This is a silent hidden dream killer

This is a silent hidden dream killer

This is a silent hidden dream killer

My brain is ablaze with some psychological jargon from my educational background in Psychology and behavioral health. Hang in there with me for the next few paragraphs as I get you up to speed on a concept you may or may not be familiar with. I promise this’ll make a whole lot of sense and give you some perspective and juice for how to go about making the changes you want (especially the changes you want to make but aren’t actually doing anything about – yet). 😉

The American Psychological Association defines learned helplessness as “a phenomenon in which repeated exposure to uncomfortable stressors results in individuals failing to use any control options that may later become available.” 

Ok. Here’s my less-textbook-y version:

  • On an emotional level, learned helplessness boils down to the experience of becoming comfortable with managing discomfort. 
  • On a cognitive level, learned helplessness boils down to believing that you have no control. 
  • And, on a behavioral level, it looks like either no action, or, a whole lot of busyness centered around tasks that maintain current circumstances.

Understandably, if you believe you have no control and you’ve become quite skillful at managing discomfort (so much so that maybe it’s become a strength, something that gives you a strong sense of self-confidence and pride) it makes a whole lot of sense that things continue the way they are!

I mean, from that place, WHAT WOULD BE THE POINT of empowered new action when to do so would be intentionally deciding to trigger your own feelings of uncertainty and insecurity?!

Here’s why this matters:

It matters because it creates a closed loop. When something happens that creates discomfort for you… instead of feeling and thinking, “hmmm… how can I change these circumstances or shift something to eliminate this discomfort and make my life better?”… your brain is conditioned to assume that this discomfort is something that you are powerless over and therefore simply must manage and live with.

And this is something you’re often NOT EVEN THE SLIGHTEST BIT aware of.

Instead of determining HOW to make an empowered change, or how to eliminate the discomfort, the default mode is to manage and tolerate it, resigned to believing that there is no other option.  

This is learned helplessness. 

And left to its own devices, it’s an absolute dream killer. 

Learned helplessness creates a blind spot that MUST be seen in order for you to thrive.

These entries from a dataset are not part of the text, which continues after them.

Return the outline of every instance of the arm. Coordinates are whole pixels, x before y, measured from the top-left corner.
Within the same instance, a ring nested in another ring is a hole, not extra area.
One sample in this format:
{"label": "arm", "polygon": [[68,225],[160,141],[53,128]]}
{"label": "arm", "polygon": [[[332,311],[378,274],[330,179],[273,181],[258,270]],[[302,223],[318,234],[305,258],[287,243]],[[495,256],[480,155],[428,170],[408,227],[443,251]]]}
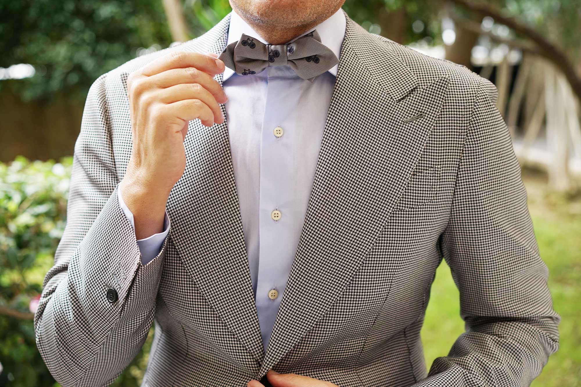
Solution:
{"label": "arm", "polygon": [[[67,223],[35,316],[37,345],[63,386],[112,382],[151,325],[161,251],[141,263],[135,234],[119,204],[105,96],[91,87],[75,146]],[[117,299],[107,300],[113,289]]]}
{"label": "arm", "polygon": [[[117,187],[117,196],[119,199],[119,206],[123,210],[123,213],[131,224],[133,230],[135,229],[135,221],[133,216],[133,213],[127,207],[127,205],[123,201],[123,193],[121,192],[121,186]],[[147,264],[151,260],[153,259],[159,254],[162,246],[163,245],[163,241],[170,232],[170,217],[167,215],[167,212],[163,220],[163,231],[157,234],[154,234],[150,236],[139,239],[137,241],[137,245],[139,248],[139,252],[141,253],[141,263]]]}
{"label": "arm", "polygon": [[481,80],[442,253],[466,332],[415,386],[528,386],[558,347],[547,286],[511,138]]}
{"label": "arm", "polygon": [[89,91],[75,146],[67,226],[34,320],[41,354],[65,387],[110,384],[145,339],[167,240],[157,256],[142,261],[136,238],[163,230],[168,196],[185,167],[188,122],[199,118],[209,127],[224,121],[218,104],[227,98],[213,78],[224,68],[211,56],[174,51],[130,75],[131,155],[120,182],[106,74]]}

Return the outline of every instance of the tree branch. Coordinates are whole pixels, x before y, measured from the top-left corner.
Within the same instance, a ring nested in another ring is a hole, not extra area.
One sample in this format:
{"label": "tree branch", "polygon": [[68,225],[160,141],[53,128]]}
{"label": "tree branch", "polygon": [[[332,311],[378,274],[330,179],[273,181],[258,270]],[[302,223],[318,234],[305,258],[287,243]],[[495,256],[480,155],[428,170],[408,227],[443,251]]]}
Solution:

It’s tricky though, because this pattern can become deeply ingrained, (hidden in what looks like logic), and is therefore very difficult – though NOT impossible – to re-pattern, to break out of this loop. 

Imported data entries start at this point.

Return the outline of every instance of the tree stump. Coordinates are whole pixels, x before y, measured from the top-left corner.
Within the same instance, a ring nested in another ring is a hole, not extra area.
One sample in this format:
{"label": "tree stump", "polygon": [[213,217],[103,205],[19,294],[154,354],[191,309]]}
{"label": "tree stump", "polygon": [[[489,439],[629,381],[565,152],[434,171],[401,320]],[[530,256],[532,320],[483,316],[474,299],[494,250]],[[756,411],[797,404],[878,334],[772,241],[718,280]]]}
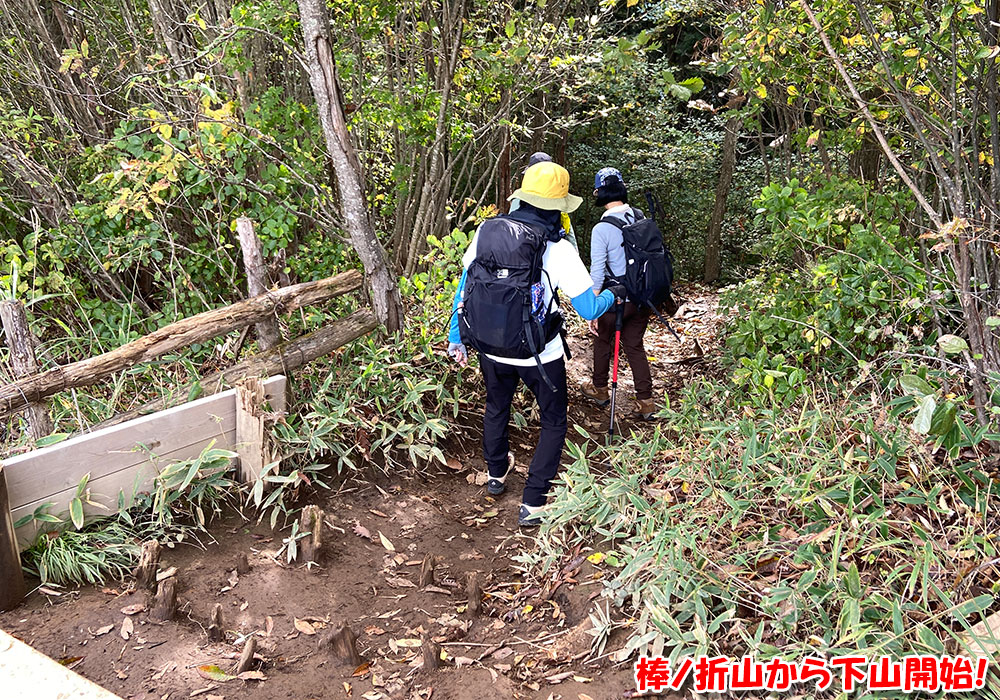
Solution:
{"label": "tree stump", "polygon": [[253,655],[255,653],[257,653],[257,638],[251,636],[247,638],[246,644],[243,645],[243,653],[240,654],[240,661],[236,664],[236,673],[239,674],[250,670],[250,667],[253,666]]}
{"label": "tree stump", "polygon": [[172,620],[177,613],[177,579],[171,576],[160,581],[156,588],[156,597],[153,598],[153,609],[149,616],[154,620],[166,622]]}
{"label": "tree stump", "polygon": [[427,670],[441,667],[441,645],[425,635],[423,643],[420,645],[420,652],[424,659],[424,668]]}
{"label": "tree stump", "polygon": [[352,669],[361,665],[358,638],[347,625],[339,625],[333,632],[322,637],[319,640],[319,650],[328,650],[335,659]]}
{"label": "tree stump", "polygon": [[250,573],[250,560],[247,559],[246,552],[240,552],[236,555],[236,573],[240,576],[246,576]]}
{"label": "tree stump", "polygon": [[299,518],[299,532],[309,535],[299,540],[301,561],[319,562],[319,550],[323,546],[323,511],[319,506],[306,506]]}
{"label": "tree stump", "polygon": [[135,567],[135,586],[148,591],[156,590],[156,572],[160,568],[160,543],[150,540],[142,545],[139,565]]}
{"label": "tree stump", "polygon": [[479,583],[478,571],[473,571],[469,574],[469,582],[465,587],[465,595],[468,599],[466,612],[470,617],[479,617],[483,612],[483,587]]}
{"label": "tree stump", "polygon": [[208,625],[208,638],[213,642],[221,642],[226,638],[226,628],[222,622],[222,603],[216,603],[212,609],[212,622]]}
{"label": "tree stump", "polygon": [[434,583],[434,555],[428,554],[424,557],[424,563],[420,566],[420,587],[427,588]]}

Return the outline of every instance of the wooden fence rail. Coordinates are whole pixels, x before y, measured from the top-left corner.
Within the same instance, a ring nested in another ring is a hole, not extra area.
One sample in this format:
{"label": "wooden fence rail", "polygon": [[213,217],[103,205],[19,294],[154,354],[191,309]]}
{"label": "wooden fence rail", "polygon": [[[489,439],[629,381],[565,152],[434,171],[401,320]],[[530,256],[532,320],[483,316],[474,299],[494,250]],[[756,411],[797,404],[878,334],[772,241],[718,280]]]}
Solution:
{"label": "wooden fence rail", "polygon": [[103,355],[23,377],[0,386],[0,416],[19,411],[60,391],[95,384],[102,378],[139,362],[224,335],[279,311],[292,311],[353,292],[361,287],[361,282],[361,273],[351,270],[315,282],[282,287],[181,319]]}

Here’s a quick example of common things you see when people have learned helplessness. 

If, for example, as a child, you learned that you don’t get to have a say in what happens, that you don’t get to change or influence the situation, that your discomfort doesn’t matter, isn’t accommodated, or cared about … you may have learned instead to toughen up. To get thicker skin. To adapt. 

What commonly happens too is that the strength and ability to adapt that you build as a result, becomes an integral part of your identity.

“I am strong” 

“I’m a survivor.”  

“I’m tough.” 

“I can handle it.” 

No doubt, you are ALLLL of these things! (I’m all of these things too.) 

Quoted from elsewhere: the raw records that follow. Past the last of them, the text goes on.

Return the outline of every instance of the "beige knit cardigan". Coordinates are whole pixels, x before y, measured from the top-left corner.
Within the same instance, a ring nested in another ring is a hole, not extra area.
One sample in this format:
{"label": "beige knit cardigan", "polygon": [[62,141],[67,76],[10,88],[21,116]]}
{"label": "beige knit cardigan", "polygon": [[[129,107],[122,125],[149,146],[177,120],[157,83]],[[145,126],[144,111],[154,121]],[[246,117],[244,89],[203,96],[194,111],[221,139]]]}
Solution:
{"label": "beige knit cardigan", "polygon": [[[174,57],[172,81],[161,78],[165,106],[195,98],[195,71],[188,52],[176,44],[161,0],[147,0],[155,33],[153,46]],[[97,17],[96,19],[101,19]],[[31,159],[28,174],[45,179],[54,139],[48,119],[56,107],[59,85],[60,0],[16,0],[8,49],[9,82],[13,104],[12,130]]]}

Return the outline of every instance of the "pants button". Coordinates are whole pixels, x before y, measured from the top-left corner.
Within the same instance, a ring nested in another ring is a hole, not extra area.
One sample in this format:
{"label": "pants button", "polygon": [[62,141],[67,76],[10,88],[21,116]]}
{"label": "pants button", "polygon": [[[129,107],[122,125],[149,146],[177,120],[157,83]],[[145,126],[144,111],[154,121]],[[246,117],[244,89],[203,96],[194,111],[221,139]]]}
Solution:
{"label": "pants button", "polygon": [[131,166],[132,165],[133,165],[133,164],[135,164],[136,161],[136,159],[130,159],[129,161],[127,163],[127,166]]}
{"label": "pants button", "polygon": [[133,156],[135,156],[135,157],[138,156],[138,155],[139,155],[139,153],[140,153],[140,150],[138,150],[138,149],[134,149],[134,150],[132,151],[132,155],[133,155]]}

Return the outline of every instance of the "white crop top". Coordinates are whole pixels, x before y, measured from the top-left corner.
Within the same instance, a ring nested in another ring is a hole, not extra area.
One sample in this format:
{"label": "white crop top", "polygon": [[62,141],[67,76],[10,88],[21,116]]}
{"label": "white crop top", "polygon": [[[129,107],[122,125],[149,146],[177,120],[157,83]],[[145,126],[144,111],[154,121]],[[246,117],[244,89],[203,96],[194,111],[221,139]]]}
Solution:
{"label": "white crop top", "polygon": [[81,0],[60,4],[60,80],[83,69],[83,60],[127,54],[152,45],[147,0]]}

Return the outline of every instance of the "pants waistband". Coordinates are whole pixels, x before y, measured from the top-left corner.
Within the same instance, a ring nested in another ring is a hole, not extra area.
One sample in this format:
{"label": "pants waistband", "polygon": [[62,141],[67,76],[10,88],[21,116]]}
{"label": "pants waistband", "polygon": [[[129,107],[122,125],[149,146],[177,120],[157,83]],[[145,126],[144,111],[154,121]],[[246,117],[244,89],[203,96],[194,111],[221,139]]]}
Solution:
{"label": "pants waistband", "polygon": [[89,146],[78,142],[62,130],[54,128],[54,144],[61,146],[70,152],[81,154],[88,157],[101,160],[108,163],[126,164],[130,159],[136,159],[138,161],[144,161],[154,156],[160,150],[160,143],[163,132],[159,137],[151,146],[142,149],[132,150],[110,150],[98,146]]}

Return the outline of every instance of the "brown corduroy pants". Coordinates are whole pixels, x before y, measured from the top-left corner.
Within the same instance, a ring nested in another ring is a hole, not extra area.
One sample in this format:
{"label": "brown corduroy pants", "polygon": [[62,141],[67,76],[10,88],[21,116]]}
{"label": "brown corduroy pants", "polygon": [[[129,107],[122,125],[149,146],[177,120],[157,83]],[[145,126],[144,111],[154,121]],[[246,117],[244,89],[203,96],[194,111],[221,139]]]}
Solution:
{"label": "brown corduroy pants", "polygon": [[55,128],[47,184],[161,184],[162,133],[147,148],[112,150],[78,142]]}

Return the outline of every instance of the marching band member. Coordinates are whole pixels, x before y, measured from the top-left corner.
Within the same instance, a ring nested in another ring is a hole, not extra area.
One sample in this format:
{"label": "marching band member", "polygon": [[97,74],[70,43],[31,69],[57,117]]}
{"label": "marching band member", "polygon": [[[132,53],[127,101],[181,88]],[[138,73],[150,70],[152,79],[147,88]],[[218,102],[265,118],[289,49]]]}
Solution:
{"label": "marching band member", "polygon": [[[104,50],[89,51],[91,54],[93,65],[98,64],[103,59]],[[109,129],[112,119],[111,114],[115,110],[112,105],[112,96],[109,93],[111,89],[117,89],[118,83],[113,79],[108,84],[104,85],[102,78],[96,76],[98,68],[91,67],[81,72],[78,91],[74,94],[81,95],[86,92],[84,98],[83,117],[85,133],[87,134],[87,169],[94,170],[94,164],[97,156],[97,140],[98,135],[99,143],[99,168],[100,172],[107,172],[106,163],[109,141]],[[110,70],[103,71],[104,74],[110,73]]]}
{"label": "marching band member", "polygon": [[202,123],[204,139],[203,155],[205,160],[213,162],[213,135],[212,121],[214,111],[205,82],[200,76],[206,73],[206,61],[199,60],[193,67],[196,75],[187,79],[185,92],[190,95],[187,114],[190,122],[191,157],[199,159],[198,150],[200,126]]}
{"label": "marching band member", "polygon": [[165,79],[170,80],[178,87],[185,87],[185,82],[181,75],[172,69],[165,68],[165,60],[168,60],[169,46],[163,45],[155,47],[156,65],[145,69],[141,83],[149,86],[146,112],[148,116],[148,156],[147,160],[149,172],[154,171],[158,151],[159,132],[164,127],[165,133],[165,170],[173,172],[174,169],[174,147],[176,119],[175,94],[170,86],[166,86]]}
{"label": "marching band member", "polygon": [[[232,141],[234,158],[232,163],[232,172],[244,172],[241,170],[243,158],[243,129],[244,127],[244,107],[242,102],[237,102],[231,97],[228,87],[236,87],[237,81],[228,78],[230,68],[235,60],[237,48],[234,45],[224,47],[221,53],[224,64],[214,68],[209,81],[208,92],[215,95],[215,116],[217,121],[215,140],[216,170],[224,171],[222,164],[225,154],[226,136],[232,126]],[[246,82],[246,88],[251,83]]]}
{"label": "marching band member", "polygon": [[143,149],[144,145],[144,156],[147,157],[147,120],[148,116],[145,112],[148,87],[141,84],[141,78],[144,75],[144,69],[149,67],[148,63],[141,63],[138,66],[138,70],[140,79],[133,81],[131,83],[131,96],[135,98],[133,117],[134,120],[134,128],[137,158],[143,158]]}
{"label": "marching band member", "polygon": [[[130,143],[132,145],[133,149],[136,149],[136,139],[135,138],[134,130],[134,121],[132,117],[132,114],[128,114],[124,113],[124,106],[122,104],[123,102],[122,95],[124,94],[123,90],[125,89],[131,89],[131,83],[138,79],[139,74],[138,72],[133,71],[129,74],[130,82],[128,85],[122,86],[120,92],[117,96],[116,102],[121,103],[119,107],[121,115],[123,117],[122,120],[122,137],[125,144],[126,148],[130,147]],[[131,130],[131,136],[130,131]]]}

But, just check in here: Have you ever said any of those things I just mentioned?

If yes, I want to invite you in this moment to consider – even though it may not feel true — that it MIGHT be evidence of learned helplessness.

What we know is that when something really is a blind spot, it’s really really difficult to SEE that it’s there.

And here’s a friendly reminder: Just because you can handle discomfort, doesn’t mean you have to! 

To help you amp up your awareness, do this simple next step: Make a list.

Jot down at least 3 things you wish were different about your life, big or small.

To be clear, you do NOT need to see how to change them. That’s not the assignment. 

Simply write them down. Name them, for now, as a way of saying, “I see you.”

Perhaps world hunger or your lack of retirement savings tops your list, which is fine. But hear this: While nothing is off limits, do not overlook the little things. In fact, when beginning to repattern learned helplessness, the smaller the better.

Jot down a few now. Come back to it throughout your week as you notice more.